In contrast the most obvious change has got to be the two new music tracks available exclusively in Special mode that sit alongside the traditional three arcade pieces. Remarkably both Manabu Namiki’s “Cruising Line” as well as Jane Evelyn Nisperos’ (AKA: Chibi-Tech) “Camino a Mi Amor” fit Yu Suzuki’s driving experience like a leather racing glove, as if they'd always been there and we’d simply never noticed before.
It wouldn't be a 3D Classic without some interesting unlockables, and although OutRun’s aren't as drastic as 3D Fantasy Zone’s Upa-Upa mode, they are in keeping with the game’s vision of being a thrilling ride through European-ish countryside. There are five in total; the first four all affect how the car handles and the final reward is the chance to play the original arcade mode, free of Special’s extra bells and whistles and even recreating a timer bug found in the original game. The optional handling “cheats” improve cornering, reduce the effect of hitting traffic or scenery and increase the car’s top speed, while the final one stops the car slowing down when driving off road.
These can all be turned on in any combination the player chooses before the game starts and as every variant has its own car colour and leaderboard, players can try them out without ruining their high scores in the standard car.
The other options and features have become typical for the 3D Classics range, although it’s always worth pointing out that M2’s “standard features” are still far superior to anything offered by anyone else. Both the domestic (Japan) and international versions of the game are included, as well as difficulty and timer options, the ability to turn on authentic cabinet sounds and four different simulated moving arcade cabinets – complete with posters and other Sega arcade games in the background. The suite of tweaks available even extend to altering how loud the engine sound is in game, and whether the speed is displayed in mph or kph.
Controls are given the same attention too, with the otherwise unused lower screen acting as optional steering and acceleration (slide the stylus up/down for speed, left/right for steering) – it does work, but it doesn't feel very practical or satisfying. This is only a minor fly in the ointment though as both the slide pad and the D-pad are supported, and as always M2 allows players to map any button on the 3DS however they like.
It’s worth pointing out that this port is not entirely accurate – Sega don’t have the Ferrari license any more and as such the car is yet another redesign to avoid threat of lawsuits, but it’s not really anything new for this game and the new car fits in so perfectly you’d have to go hunting for arcade screenshots to really appreciate the difference. There’s at least one altered billboard too, but again it’s done in the same style as the originals and it honestly doesn't feel out of place.
But the most important question of all is this – is OutRun still fun to play? Thankfully, the answer is an emphatic yes. The pleasure of drifting around corners at 170+ mph is as enthralling as it ever was, and thanks to the vast array of options and tweaks available this can be OutRun served exactly how you like it; want to just see some nice places and not worry about anything else?
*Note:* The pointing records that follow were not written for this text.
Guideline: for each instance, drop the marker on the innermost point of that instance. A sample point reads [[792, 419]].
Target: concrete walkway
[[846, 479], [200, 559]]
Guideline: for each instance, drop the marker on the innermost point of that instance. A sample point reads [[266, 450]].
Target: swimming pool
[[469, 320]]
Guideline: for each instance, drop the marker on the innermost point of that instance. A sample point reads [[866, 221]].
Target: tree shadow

You can. Want to learn every corner and set some incredible lap times on the tightest time limits? You can do that too. And thanks to individual high score tables for all these possible variants you can flit between OutRun "tough-as-nails-race" and OutRun "leisurely-drive-through-some-inspired-landscapes" as you see fit.
3D OutRun is yet another excellent 3D Classic and proof that these ports are being handled with real love and care. It would have been easy for M2 to throw in every possible extra it can think of, but instead it has shown the restraint and awareness to use a light touch that adds to the original without damaging what made it so alluring in the first place.